The incidence of phaeochromocytoma is approximately 1-2 cases per 100,000 population. Malignant phaeochromo-cytomas accounts for only 10% of all phaeochromocytomas but in extra-adrenal tumours, located along the course of the sympathetic chain the incidence of malignancy rises to 40-50% (116). There is a higher incidence of extra-adrenal tumours in children compared with adults.

Tumours are usually cystic with areas of haemorrhage and necrosis. Vascular invasion is a histological feature of phaeochromocytomas seen in benign as well as malignant tumours. Diagnosis of malignancy is therefore difficult and may only be confirmed by establishing the presence of distant spread.

Localisation

Recurrence or persistence of symptoms in patients who have previously undergone surgery for phaeochromo-cytoma may indicate malignancy.

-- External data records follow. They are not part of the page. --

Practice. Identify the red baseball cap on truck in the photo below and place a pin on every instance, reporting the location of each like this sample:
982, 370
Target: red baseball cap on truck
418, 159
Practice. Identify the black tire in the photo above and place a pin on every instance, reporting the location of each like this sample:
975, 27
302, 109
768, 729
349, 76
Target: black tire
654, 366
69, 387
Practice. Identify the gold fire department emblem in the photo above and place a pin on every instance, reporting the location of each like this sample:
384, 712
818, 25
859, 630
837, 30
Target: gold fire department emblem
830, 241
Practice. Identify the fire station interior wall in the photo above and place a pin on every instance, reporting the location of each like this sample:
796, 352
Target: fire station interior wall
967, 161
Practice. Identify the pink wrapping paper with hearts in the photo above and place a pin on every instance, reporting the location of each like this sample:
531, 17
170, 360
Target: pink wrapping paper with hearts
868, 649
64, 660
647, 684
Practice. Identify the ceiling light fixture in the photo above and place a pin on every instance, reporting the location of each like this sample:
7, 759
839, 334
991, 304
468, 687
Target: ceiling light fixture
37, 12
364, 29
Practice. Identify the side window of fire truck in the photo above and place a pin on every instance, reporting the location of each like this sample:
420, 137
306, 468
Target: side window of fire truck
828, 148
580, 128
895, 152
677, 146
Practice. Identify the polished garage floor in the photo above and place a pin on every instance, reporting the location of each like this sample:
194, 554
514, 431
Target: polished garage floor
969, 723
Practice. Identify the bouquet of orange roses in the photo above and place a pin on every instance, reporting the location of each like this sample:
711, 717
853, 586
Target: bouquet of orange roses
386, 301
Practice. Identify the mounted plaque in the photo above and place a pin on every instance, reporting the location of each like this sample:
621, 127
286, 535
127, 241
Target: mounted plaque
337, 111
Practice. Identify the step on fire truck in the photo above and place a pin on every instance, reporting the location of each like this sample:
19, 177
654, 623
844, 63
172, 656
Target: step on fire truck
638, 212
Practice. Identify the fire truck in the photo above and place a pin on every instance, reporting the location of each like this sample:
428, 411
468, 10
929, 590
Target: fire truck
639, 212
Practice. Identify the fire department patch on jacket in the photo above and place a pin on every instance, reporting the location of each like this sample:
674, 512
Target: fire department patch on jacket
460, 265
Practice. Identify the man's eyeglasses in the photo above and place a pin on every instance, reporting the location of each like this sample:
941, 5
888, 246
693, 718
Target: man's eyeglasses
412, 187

Symptoms include hypertension (sustained or paroxysmal), headaches and palpitations. Recurrent or distant metastatic disease may be confirmed by measuring urinary catecholamines and metabolites (metanephrines and vanillyl mandelic acid) levels in an acidified 24 hour collection.

MRJ, which has a characteristic signal in phaeochromocytoma, is the best method of identifying recurrent local disease (117). Distant disease may also be identified by MIBG scan, though this has a false negative rate of approximately 10% (116).

Treatment of Recurrent or Distant Malignant Phaeochromocytoma

Recurrent disease should be resected when ever feasible. has been shown to have a therapeutic as well as diagnostic role but treatment is palliative (118). Chemotherapy using combination cyclophosphamide, vincristine and dacarbazine has produced a partial response in controlling symptoms in 57% of patients but overall results are disappointing (119). Radiotherapy can be employed to control pain from bone metastases (120). Symptoms of catecholamine excess may to some extent be alleviated by combination therapy with alpha and beta blocking agents with or without an agent which inhibits catecholamine secretion.

Treatment of hypertension by conventional antihypertensives will also be appropriate when there is persistent metastatic disease.

Prognosis

Five year survival rates in malignant phaeochromocytoma are 35-40% with extra adrenal tumours carrying a less favourable prognosis (121).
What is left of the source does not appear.